People - December 2005

She's happiest when you just mail it in
By Frank Maley

Heather Lowry was on the move, as usual, trying to catch a plane from Charlotte to Seattle. But security guards confiscated a pocketknife from a woman in line ahead of her. It had belonged to her grandfather, the woman said, and she didn’t want to lose it. “Why can’t I mail this back to myself?”
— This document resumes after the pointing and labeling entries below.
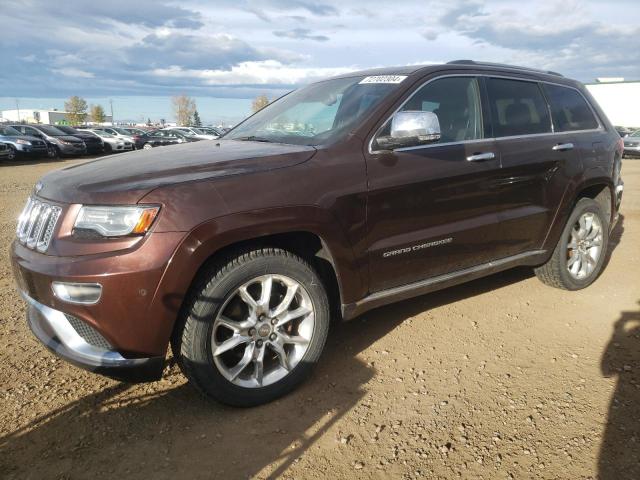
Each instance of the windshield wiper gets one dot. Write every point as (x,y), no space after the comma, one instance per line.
(253,138)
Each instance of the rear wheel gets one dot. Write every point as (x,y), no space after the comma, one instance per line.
(581,251)
(254,327)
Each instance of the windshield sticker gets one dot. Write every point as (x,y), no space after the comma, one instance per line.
(383,79)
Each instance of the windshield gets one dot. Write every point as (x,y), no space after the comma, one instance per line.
(9,132)
(320,113)
(52,131)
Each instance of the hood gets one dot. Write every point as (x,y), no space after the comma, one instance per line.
(127,177)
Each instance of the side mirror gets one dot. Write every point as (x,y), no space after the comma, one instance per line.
(410,129)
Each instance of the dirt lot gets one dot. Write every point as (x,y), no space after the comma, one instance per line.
(499,378)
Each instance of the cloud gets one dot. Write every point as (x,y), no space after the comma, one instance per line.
(267,72)
(73,72)
(227,47)
(300,34)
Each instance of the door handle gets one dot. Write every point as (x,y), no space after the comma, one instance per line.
(477,157)
(562,147)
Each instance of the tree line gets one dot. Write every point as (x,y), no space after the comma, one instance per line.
(184,110)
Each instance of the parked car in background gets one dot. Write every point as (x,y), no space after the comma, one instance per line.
(632,144)
(623,131)
(93,143)
(21,145)
(194,132)
(179,135)
(403,181)
(112,144)
(134,131)
(60,143)
(117,132)
(5,150)
(218,132)
(156,138)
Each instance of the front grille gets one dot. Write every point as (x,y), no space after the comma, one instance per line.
(36,224)
(88,333)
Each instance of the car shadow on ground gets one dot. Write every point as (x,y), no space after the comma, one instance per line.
(619,457)
(167,430)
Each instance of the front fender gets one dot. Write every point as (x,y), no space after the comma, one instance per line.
(212,236)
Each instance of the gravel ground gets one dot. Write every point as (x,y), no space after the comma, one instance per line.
(498,378)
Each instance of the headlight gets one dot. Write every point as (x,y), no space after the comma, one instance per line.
(116,221)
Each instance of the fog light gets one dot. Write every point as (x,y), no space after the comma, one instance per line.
(81,293)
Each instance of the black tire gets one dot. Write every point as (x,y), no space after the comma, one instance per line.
(13,154)
(53,152)
(555,273)
(191,343)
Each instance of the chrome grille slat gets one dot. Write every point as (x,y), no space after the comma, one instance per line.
(37,223)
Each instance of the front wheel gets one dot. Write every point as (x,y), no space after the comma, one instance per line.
(254,327)
(581,251)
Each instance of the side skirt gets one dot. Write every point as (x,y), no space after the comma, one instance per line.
(403,292)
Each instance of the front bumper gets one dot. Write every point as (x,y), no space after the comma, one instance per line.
(54,330)
(31,149)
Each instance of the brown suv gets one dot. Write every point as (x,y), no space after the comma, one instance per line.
(342,196)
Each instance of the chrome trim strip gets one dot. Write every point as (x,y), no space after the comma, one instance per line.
(451,276)
(488,139)
(68,344)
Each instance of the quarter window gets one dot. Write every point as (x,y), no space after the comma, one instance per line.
(569,109)
(517,108)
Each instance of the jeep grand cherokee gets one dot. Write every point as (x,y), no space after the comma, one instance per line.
(344,195)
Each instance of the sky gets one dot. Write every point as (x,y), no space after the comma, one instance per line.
(140,53)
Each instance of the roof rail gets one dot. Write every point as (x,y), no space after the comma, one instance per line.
(503,65)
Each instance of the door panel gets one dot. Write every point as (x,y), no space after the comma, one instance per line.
(430,211)
(532,183)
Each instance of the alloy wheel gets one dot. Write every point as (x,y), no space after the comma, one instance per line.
(262,331)
(585,246)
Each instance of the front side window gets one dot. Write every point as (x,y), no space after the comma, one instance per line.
(569,109)
(517,108)
(318,114)
(455,101)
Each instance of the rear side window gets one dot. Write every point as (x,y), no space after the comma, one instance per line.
(517,108)
(569,109)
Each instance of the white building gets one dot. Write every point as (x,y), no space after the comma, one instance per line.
(619,99)
(27,115)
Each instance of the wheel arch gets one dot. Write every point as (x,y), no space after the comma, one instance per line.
(316,239)
(600,189)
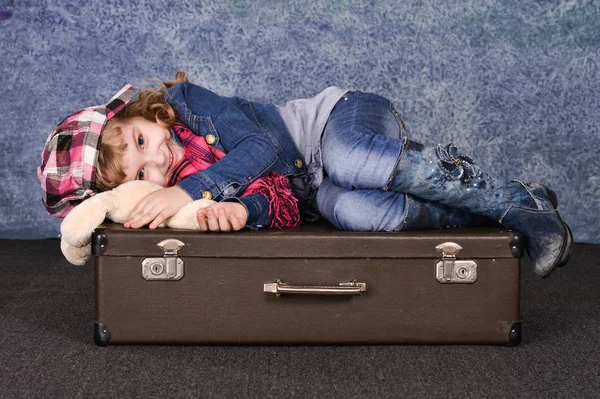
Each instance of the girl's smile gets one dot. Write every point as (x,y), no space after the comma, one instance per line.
(151,153)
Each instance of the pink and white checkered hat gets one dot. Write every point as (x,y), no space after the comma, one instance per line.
(70,156)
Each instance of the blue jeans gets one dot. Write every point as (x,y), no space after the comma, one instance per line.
(361,145)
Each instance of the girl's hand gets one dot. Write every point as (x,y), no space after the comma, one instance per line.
(157,206)
(222,216)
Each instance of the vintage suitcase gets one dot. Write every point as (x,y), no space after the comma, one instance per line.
(307,285)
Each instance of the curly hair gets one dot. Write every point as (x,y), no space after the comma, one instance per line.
(149,104)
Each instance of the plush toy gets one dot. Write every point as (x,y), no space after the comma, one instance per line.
(116,205)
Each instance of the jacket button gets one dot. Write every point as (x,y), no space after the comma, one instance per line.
(206,195)
(210,139)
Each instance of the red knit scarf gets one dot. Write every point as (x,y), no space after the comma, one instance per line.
(283,205)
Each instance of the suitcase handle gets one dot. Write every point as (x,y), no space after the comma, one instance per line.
(349,288)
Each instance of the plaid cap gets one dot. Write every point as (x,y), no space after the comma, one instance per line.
(70,156)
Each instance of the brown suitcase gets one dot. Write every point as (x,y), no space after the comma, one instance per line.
(307,285)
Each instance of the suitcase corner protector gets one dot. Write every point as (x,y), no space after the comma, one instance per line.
(514,334)
(101,334)
(99,241)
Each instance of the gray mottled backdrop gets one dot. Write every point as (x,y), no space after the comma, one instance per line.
(515,83)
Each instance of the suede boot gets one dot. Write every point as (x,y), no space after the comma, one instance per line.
(444,175)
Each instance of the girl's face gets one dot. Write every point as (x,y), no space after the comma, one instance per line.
(151,153)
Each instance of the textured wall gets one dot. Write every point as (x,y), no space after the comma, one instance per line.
(515,83)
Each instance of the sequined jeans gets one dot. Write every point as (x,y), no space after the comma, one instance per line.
(361,144)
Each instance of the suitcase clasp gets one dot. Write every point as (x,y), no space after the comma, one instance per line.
(450,270)
(169,267)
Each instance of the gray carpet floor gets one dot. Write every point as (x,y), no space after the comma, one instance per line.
(47,347)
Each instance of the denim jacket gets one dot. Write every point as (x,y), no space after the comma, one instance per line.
(255,140)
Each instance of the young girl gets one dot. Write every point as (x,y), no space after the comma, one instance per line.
(342,151)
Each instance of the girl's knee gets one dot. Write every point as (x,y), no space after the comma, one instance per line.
(360,210)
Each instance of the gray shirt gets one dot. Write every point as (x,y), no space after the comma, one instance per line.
(305,119)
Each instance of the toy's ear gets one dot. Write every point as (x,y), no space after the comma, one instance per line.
(126,196)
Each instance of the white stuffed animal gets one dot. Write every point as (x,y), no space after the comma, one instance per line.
(76,229)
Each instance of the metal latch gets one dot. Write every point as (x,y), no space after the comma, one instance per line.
(450,270)
(169,267)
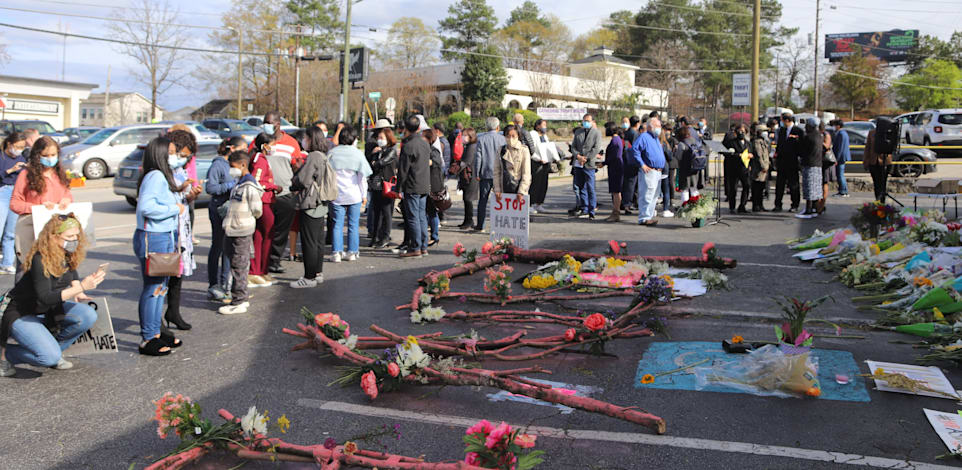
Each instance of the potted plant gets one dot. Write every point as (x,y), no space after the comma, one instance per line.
(792,336)
(697,209)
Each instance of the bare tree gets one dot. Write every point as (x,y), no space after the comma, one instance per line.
(149,25)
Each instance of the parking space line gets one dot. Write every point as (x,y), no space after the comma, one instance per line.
(633,438)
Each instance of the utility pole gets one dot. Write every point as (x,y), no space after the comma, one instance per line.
(347,62)
(818,10)
(756,44)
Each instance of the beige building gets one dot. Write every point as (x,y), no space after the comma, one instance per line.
(124,108)
(52,101)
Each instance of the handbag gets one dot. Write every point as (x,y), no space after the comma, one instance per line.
(162,264)
(389,189)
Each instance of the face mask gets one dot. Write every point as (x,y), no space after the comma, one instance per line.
(174,161)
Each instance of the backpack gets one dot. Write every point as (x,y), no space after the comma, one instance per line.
(457,150)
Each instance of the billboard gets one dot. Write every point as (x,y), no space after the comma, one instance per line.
(890,46)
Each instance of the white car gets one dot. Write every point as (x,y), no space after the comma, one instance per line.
(937,127)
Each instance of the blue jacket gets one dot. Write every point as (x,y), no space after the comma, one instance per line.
(156,204)
(648,151)
(489,151)
(840,146)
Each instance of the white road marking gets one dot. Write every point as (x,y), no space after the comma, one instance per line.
(633,438)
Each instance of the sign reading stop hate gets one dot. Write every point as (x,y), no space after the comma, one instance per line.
(509,218)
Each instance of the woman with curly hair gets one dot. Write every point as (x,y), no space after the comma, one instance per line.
(43,183)
(48,309)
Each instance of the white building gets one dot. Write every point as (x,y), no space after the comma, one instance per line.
(125,108)
(596,81)
(53,101)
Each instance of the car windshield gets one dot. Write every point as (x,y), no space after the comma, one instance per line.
(951,119)
(100,136)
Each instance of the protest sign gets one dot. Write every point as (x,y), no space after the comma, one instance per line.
(99,338)
(509,218)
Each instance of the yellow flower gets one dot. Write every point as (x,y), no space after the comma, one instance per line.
(283,424)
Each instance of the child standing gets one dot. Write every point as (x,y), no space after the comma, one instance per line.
(243,209)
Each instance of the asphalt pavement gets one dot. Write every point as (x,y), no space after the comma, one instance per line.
(98,415)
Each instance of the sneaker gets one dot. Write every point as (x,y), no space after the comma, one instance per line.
(303,283)
(232,309)
(7,369)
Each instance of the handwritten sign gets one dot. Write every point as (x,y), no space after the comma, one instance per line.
(509,218)
(99,338)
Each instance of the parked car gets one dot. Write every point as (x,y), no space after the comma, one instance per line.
(77,134)
(258,121)
(227,128)
(937,127)
(100,154)
(861,126)
(8,125)
(927,156)
(130,168)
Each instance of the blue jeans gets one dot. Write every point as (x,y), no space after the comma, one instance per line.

There’s got to be an easy way to do that, Lowry thought. A few weeks later, she had dinner with a friend, Sherry Anderson. Airport security had seized scissors given to Anderson by her grandmother. Before long, Lowry and Anderson had pooled $10,000 in savings, started CheckPoint Mailers Inc. and hired a lawyer who hooked them up with a Greenville family that invested $100,000 more. Charlotte/Douglas International Airport became the company’s first customer in 2003, followed quickly by airports serving Raleigh, Dallas and Greensboro.
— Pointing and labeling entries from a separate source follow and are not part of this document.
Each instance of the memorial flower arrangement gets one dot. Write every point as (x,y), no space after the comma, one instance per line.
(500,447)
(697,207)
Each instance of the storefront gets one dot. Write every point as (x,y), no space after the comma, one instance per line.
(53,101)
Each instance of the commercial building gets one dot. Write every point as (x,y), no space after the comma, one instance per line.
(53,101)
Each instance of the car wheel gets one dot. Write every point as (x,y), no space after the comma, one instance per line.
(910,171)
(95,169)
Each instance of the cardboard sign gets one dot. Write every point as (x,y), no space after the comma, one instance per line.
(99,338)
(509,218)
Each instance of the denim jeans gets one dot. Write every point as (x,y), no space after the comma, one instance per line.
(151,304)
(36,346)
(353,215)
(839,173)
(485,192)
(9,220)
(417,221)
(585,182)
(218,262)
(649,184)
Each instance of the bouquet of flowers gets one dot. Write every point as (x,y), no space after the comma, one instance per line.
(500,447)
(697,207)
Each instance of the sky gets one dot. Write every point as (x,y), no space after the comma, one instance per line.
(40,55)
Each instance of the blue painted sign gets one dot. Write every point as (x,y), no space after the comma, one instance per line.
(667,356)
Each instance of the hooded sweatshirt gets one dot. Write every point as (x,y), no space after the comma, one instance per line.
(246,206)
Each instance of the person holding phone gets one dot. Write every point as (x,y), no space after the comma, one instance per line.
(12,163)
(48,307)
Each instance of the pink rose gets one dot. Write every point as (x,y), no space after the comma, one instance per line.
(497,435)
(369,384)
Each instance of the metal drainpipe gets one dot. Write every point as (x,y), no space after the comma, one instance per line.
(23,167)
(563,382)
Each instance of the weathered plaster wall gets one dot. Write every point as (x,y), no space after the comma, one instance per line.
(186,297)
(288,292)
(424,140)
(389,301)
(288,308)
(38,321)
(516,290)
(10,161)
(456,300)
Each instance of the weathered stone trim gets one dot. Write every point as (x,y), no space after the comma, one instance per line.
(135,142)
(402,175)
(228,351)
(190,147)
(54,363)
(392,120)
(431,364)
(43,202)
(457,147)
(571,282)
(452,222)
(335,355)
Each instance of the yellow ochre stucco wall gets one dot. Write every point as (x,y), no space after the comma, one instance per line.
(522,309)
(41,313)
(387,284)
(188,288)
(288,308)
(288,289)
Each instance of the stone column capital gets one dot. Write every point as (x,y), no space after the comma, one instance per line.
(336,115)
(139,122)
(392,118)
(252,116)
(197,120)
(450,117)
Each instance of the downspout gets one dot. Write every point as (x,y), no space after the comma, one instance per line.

For as little as $8, CheckPoint Mailers will ship carry-on contraband dropped in its bomb-resistant boxes at any of 28 U.S. airports to wherever you want. Heavy items and overseas shipping cost more. The biggest bill for one item so far: $87 to send a Club anti-car-theft device from Charlotte to Rome. The weirdest item: bear repellent. Lighters make up about a third of the business. Shipping time averages about 10 days.

Maybe it’s fitting that Lowry, CheckPoint Mailers’ nomadic 41-year-old president, helped start a company that moves things. The Westminster, Calif., native studied nursing at a community college in Bellevue, Wash., but quit to tend her mother, who had been in a car wreck. After her mom died in 1985, she booked flights for US Airways in San Diego and Reno, Nev. She left in 1989 for a sales job at Dale Carnegie Training in Seattle, then held a series of sales and franchising jobs in Washington and Florida. “That’s why I work for myself. I get bored after a couple of years.”

She landed in Huntersville after her husband, Edward, then a US Airways employee, was transferred to Charlotte in 1997. She worked for a company that did health screenings, then started doing them on her own in 2000. She was already growing restless when she and Anderson dreamed up CheckPoint Mailers.

Lowry works mostly from home, while vice president Anderson manages the customer-service center in Kernersville. The company has eight full-time employees, all in North Carolina, as well as 28 contractors. It has grown quickly — generating more than $80,000 a month in sales — but could plateau before long. Lowry hopes to add 14 airports, for a total of 42, by 2007; a competitor, League City, Texas-based ReturnKey Systems, has boxes in more than 10 airports; and only 60 U.S. airports have enough passenger traffic to be profitable, Lowry says.

She expects the U.S. market to be saturated by the end of 2006, so she and Anderson plan to start a company that sells bomb-resistant trash cans to airports and government agencies and businesses. Despite her history of job hopping, she isn’t planning to bail out of CheckPoint Mailers. “We’ll be in this for a long time.”